One of the things we pushed for in the ICC long ago, with Malcolm Speed, was to get every country that plays cricket a piece of criminal legislation to target cheating at gambling for sporting reasons, because my view was the biggest deterrent anywhere in the world was to make it a criminal offence. If someone gets locked up for two or three years that’s more of a deterrent than a cricket fine or ban. The UK have got that gambling legislation now, so it is at the forefront, but even then it’s probably going to be a media sting to enact it, because of the entrapment laws.
What needs to be done now?
Firstly, resources. The ICC and Ronnie Flanagan will review it and I would be amazed if more resources are not applied within the ACSU. Because of the volume of cricket, and the environment around Twenty20, the likelihood of fixing has increased dramatically and that needs to be met with more resources.
Secondly I think the ICC has got to be tougher with national boards. If over time the same team or a small number of teams bring a challenge over integrity, then there must be a progressive scale of punishments for those boards. The nuclear option is teams would have to be excluded from world cricket if they are not getting their act together.’
Thirdly, there has to be a more productive partnership with the players. They need to have a more intimate involvement running of the game at the world level, and accept more of a responsibility.
If you look at most sports – tennis, golf, motor racing – the players have quite significant power around a lot of the administration and rules of the game.
My view, which I put forward in 2001, was that in cricket the players and their representative bodies should be much more heavily involved, so that they take part ownership of the problem.
That was never going to resonate in the India, Pakistan or Sri Lankan cricket boards, where there was no history of that sort of involvement. So in the early years it meant the restrictions on mobile phones were challenged and grudgingly accepted rather than embraced.
And although cricketers have reported approaches over the years, it is nowhere near at the level which I feel they could and should be.
So I think one of the great advances, going forward, is to revisit and renegotiate that relationship with the players. In terms of a partnership approach, they and their representative bodies like FICA, [The Federation of International Cricketers’ Associations] should be busting a gut to see what more they should be doing.
On reflection, the solution is going to be a partnership approach that relies heavily on the players. They have got to report approaches, they know the rules of engagement. Over the years, time and time again the unit has become aware of the preliminary approaches and the grooming of players that were not reported.
At the moment it feels as though the players are on the outside of these issues. There’s got to be mentally and physically a crossover from the anti corruption endeavour being something that is ‘done’ to players, to becoming on their part a feeling of ‘we are part of it, we are the eyes and ears of it, and we have got to report more of our concerns’.

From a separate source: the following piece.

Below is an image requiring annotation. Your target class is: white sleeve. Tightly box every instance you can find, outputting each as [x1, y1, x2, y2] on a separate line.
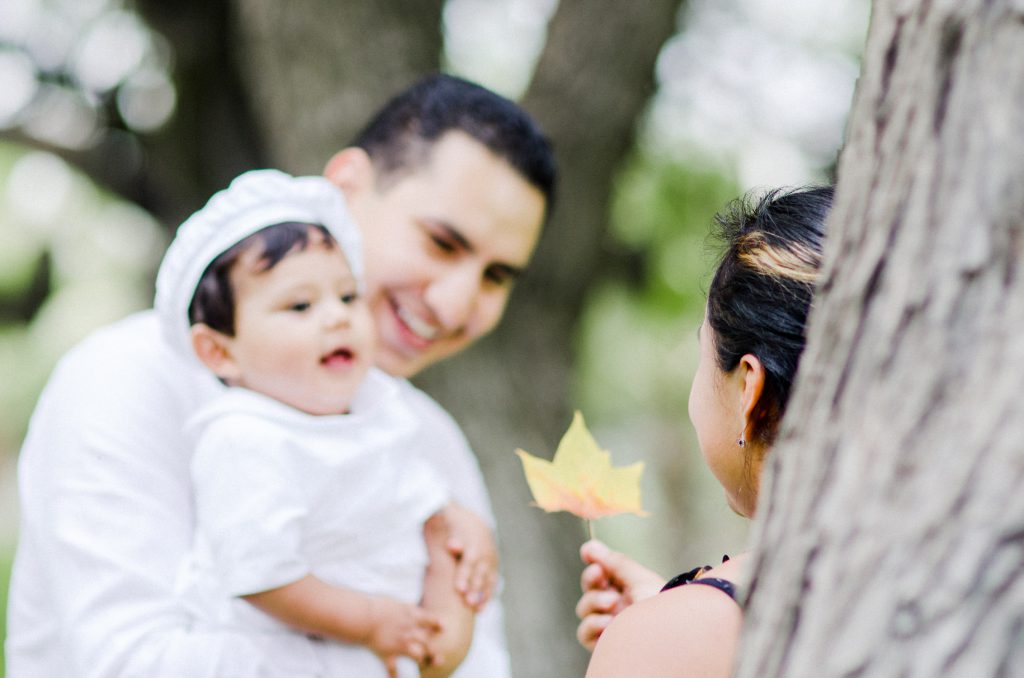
[6, 312, 302, 678]
[398, 380, 511, 678]
[398, 380, 496, 526]
[190, 419, 311, 596]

They must be part of the solution.
What’s needed is a more mature response from the players and their respective bodies, and I see encouraging signs. The MCC cricket committee clearly wants to do more, FICA wants to do more.
But it’s a kind of chicken and egg. They have got to have more confidence in the ICC and the process, and the ICC have got to embrace them in a more mature relationship. It must not be like a schoolmaster/schoolboy relationship where the ICC is constantly chastising the players. It has got to be more of a mature partnership.